Başbakan Erdoğan'ın İsrail saldırılarına karşı sert çıkışlarını sürdürdüğü günlerde, bu ülkeyle yapılan askerî anlaşmaların iptalinin söz konusu olup olmadığı sualine hükümet sözcüsü Cemil Çiçek şu cevabı vermişti:
“Ülkeler arasındaki işbirliği nedeniyle, (İsrail’le kurulmuş) askerî bağların koparılması söz konusu olamaz. İsrail’le askerî işbirliği, Türkiye’nin ulusal çıkarlarına hizmet etmektedir...”
Bu beyandan sonra, hükümetin, sözü edilen “ulusal çıkarlar”ın neler olduğunu da kamuoyuna tek tek açıklama gibi bir yükümlülüğü var.
İsrail’le askerî işbirliği bize ne kazandırıyor?
Tank, uçak ve diğer teçhizat modernizasyonu, istihbarat sistemleri ve sair askerî ihtiyaçların karşılanması için açılan ihalelerin çoğunlukla İsrail firmalarına verilmesi, başka alternatiflere kıyasla Türkiye’ye ne gibi avantajlar sağlıyor?
Demode olmuş araç ve teçhizat üzerinde yapılan modernizasyon işlemleri ya da İsrail damgalı istihbarat sistemleri ne ölçüde güvenilir?
Dahası, Kuzey Irak’ta onyıllardır kendi kontrolünde bir oluşum meydana getirmek için hazırlandığına dair iddialar seslendirilen İsrail’in, PKK terörü başta olmak üzere Türkiye’yi rahatsız eden gelişmelerdeki dahline ilişkin kuşkuların yersizliği konusunda ikna edici bir açıklama yapıldığı ve şüphelerin dağıldığı söylenebilir mi?
Konya semalarının İsrail savaş uçakları için eğitim, tatbikat ve manevra alanı olarak tahsis edilmesinde Türkiye için nasıl bir maslahat var?
Aynı şekilde, Ege ve Akdeniz sularında periyodik programlar çerçevesinde gerçekleştirilen ABD-İsrail-Türkiye ortak askerî tatbikatlarının amacı ve mesajı ne, hedefi kim?
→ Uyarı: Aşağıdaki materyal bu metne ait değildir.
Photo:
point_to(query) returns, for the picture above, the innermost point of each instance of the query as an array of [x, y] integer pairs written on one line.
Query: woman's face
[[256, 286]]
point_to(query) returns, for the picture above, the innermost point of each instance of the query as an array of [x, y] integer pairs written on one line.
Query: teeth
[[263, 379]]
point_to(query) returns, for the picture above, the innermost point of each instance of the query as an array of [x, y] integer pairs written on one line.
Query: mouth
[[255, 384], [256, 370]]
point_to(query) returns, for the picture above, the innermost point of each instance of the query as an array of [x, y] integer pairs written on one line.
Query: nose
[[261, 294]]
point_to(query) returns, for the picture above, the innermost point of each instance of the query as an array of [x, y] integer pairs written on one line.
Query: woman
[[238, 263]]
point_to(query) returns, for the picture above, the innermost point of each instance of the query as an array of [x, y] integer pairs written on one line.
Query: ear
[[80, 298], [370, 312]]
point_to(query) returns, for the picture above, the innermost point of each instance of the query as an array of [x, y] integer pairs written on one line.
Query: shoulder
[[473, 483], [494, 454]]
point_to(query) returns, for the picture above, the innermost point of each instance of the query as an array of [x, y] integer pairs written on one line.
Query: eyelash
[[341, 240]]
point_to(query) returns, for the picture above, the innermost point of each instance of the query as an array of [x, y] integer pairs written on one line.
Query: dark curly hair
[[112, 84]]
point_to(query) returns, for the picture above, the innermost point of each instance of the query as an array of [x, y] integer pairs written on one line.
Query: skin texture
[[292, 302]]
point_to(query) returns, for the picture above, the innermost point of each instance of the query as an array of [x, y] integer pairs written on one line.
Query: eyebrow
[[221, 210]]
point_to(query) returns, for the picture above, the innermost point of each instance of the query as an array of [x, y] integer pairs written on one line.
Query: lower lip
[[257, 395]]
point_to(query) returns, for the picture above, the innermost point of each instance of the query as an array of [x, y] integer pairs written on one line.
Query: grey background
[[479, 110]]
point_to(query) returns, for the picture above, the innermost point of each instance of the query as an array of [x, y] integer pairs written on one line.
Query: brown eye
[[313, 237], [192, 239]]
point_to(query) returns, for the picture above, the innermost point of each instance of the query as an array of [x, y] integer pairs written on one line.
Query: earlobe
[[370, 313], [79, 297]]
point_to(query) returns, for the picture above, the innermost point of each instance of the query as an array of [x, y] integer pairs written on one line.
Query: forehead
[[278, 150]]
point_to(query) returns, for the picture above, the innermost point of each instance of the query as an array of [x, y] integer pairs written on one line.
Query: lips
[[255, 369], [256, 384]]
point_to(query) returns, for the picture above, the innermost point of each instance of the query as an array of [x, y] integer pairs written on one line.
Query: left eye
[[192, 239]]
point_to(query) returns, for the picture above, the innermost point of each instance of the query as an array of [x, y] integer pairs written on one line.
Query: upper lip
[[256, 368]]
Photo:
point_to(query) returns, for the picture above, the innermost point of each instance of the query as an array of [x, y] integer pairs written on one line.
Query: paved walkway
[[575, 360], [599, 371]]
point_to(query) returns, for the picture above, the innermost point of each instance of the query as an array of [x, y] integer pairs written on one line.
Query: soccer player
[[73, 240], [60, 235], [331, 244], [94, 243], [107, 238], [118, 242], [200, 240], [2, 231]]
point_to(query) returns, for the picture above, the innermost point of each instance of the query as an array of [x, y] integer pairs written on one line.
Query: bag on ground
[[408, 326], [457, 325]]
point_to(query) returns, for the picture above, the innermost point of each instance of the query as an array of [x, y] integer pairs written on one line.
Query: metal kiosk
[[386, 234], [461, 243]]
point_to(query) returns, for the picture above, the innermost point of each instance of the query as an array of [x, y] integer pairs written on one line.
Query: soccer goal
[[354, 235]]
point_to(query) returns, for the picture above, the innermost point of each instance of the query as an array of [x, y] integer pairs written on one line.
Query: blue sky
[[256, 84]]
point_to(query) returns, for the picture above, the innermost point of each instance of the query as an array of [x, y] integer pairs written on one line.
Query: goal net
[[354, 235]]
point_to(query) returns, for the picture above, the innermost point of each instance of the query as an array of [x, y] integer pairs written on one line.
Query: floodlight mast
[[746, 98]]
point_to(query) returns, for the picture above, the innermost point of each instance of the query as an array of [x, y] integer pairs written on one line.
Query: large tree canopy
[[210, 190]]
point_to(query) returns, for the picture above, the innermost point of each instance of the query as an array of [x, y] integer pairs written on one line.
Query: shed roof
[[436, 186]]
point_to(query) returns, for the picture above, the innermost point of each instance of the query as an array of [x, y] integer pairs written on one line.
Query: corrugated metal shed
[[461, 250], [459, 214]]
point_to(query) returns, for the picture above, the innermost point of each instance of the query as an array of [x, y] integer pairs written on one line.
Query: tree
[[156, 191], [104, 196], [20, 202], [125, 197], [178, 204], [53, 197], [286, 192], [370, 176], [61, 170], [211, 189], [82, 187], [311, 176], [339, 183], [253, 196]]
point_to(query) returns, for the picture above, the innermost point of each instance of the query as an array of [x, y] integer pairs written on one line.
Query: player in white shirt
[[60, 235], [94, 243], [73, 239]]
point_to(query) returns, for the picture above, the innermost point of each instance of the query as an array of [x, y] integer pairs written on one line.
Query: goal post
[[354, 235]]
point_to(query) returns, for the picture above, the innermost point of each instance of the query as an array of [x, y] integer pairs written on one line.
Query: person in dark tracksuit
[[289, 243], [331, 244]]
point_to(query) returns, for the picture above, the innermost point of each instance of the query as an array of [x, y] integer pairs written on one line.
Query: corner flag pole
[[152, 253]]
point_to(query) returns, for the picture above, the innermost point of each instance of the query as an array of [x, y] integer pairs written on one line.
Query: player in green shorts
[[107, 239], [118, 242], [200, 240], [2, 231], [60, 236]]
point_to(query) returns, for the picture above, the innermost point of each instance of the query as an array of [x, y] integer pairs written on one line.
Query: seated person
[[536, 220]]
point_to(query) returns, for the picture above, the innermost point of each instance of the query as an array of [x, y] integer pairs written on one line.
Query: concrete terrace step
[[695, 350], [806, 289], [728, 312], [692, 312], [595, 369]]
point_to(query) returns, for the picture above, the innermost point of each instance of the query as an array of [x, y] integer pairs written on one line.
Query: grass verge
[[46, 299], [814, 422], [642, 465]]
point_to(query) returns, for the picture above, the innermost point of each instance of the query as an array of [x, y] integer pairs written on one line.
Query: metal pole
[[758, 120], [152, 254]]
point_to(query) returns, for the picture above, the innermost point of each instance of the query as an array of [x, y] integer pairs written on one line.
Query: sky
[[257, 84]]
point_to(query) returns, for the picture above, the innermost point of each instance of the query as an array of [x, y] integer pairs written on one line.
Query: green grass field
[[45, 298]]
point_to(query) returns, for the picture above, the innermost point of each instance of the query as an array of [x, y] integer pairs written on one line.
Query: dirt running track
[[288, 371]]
ABD ve İsrail Türkiye’yi aralarına alarak yaptıkları bu tatbikatlarla hangi ülkelere gözdağı mesajı veriyorlar?
Bütün bunlar bir yana, yakın zaman önce Suriye’deki bir hedefi vuran İsrail jetlerinin Türkiye sınırlarına girerek bizim topraklarımıza da bomba bırakmaları olayının izahı yapılabildi mi?
İzah şöyle dursun, yanlışlıkla mı—ki zayıf ihtimal—kasten mi cereyan ettiği hâlâ aydınlatılamamış olan bu tuhaf hadiseden dolayı İsrail bizden özür dileme “tenezzül”ünde bulundu mu?
Peki, bu olayın, Türk Genelkurmay’ının bilgisi dahilinde ve Türk hükümeti devredışı bırakılarak gerçekleştiği iddialarına ne demek lâzım?
Ve bütün bunların ötesinde, kurulduğu günden beri altmış senedir Filistinlilere kan kusturan ve işgalci politikalarıyla diğer Arap komşularına da rahat vermeyen İsrail gibi bir devletle sıkı işbirliği içinde görünmenin, Türkiye’nin ulusal çıkarlarıyla bağdaştırılır bir tarafı var mı?
Hele şu günlerde olduğu gibi, masum Filistinli bebeklerin, annelerin, yaşlıların tepesine insafsızca bomba yağdırmaya devam edip, iki hafta içinde yüzlerce masumu katleden bir terör devletiyle içli dışlı ilişkiler içinde olup gayet yakın ve samimî görüntüler vermenin, suç ve vebal ortaklığından başka bir açıklaması olabilir mi?
Başbakanın, hükümet ve iktidar partisi mensuplarının bu saldırılara karşı söylem düzeyinde dile getirdikleri tepkiler, bu beraberlik görüntüsünün yol açtığı algılamayı şimdilik erteletebilir.
Ama nihaî planda, ilişkilerin oturtulduğu temele ilişkin esaslı sorgulamaları engelleyemez.
İş bu noktaya gelir gibi olduğunda Başbakan, “Biz bakkal dükkânı işletmiyoruz, devlet idare ediyoruz. İsrail’le ilişkileri kesemeyiz” diyor. Burada mesele İsrail’le ilişkileri kesmek değil; bu devlete karşı şahsiyetli bir tavır ortaya koymak ve gerektiğinde anladığı dilden konuşarak, söz gelişi, bazı anlaşma veya ihaleleri askıya alma gibi yaptırımlara başvurmaktan kaçınmamak.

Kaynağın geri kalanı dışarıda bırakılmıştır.